Shadows cross the
hills

Here the trees make shadows
over the landscape out past Leaky
on the most beautiful highway in Texas.
By Pat Gibson
Lots of things make
shadows. All that's needed is something thick and dark enough to block
the light and you have a shadow. It can be a light shadow like a piece
of milky plastic makes or a dark shadow like that of a hill or a building.
Things that fly cast
shadows but if it is too high, the shadow is too small to see. A jet plane
looses its shadow as it goes up higher into the sky. Birds make shadows
as they come close to land but you have to be quick to see them. One of
the beautiful things I enjoy here above Sulfur Creek is watching the shadows
of clouds in the summertime.
On a bright sunny
day, you can sit on our balcony and see almost to Lake Travis or at least
to the hills close to the lake. I can see clearly from the Shields Ranch
to the divide between Barton and Onion Creek by the Double L. The hot
days bring what weathermen call 'fair weather cumulus' that we all pray
will run together and brings some rain. The most they usually bring is
a brief respite from the hot sun.
The hills by July
and August are gray-green with an occasional tan field of dry grass or
gray of a rock cut. Sometimes the sun is so intense the hills shimmer
and you are afraid they are about to burst into flames. When the cumulus
clouds are drifting across the sky, you can watch a patchwork of dark
and light colors drift back and forth over the hills. When the winds aloft
are high, the shadows will race across the hills, dipping and bending
to fit the terrain. A passing cloud will come between you and the sun.
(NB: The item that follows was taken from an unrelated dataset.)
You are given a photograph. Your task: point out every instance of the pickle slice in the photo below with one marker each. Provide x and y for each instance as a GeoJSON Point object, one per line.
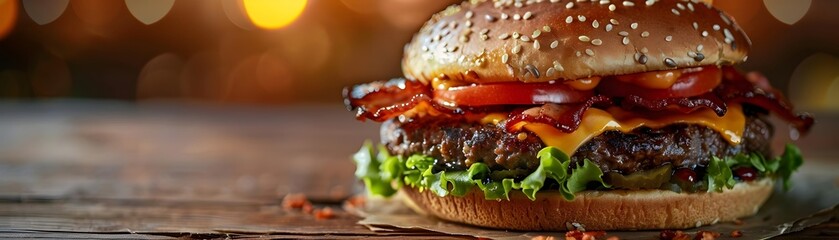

Your room will suddenly dim and the heat will seem less. If you are lucky,
the cloud will be a large one and take a while to pass over. Most of the
time however the cloud will fly by with just a flicker of the light.
When the temperature
reaches the upper ninety ranges and the air becomes still about three,
I like to move out to the balcony and the swing. With a tall glass of
ice tea, I'll watch the shadows as they quilt color the hillsides. They
make the hills undulate as if children have taken their puppies to bed
and are wiggling in play under the covers. The illusion of movement comes
with the patches of dimness that chase each other over the hills. Occasionally,
one pool of dulled light will creep up out of the valley to pause over
my house. As the temperature drops, I wish for it to stay, but it never
does. It moves on.
It is nice to think
of the heat of summer now that we are in the winter of the year. In the
heat of summer it is very hard to think at all, let alone remember the
cold of January or February, but that's another story.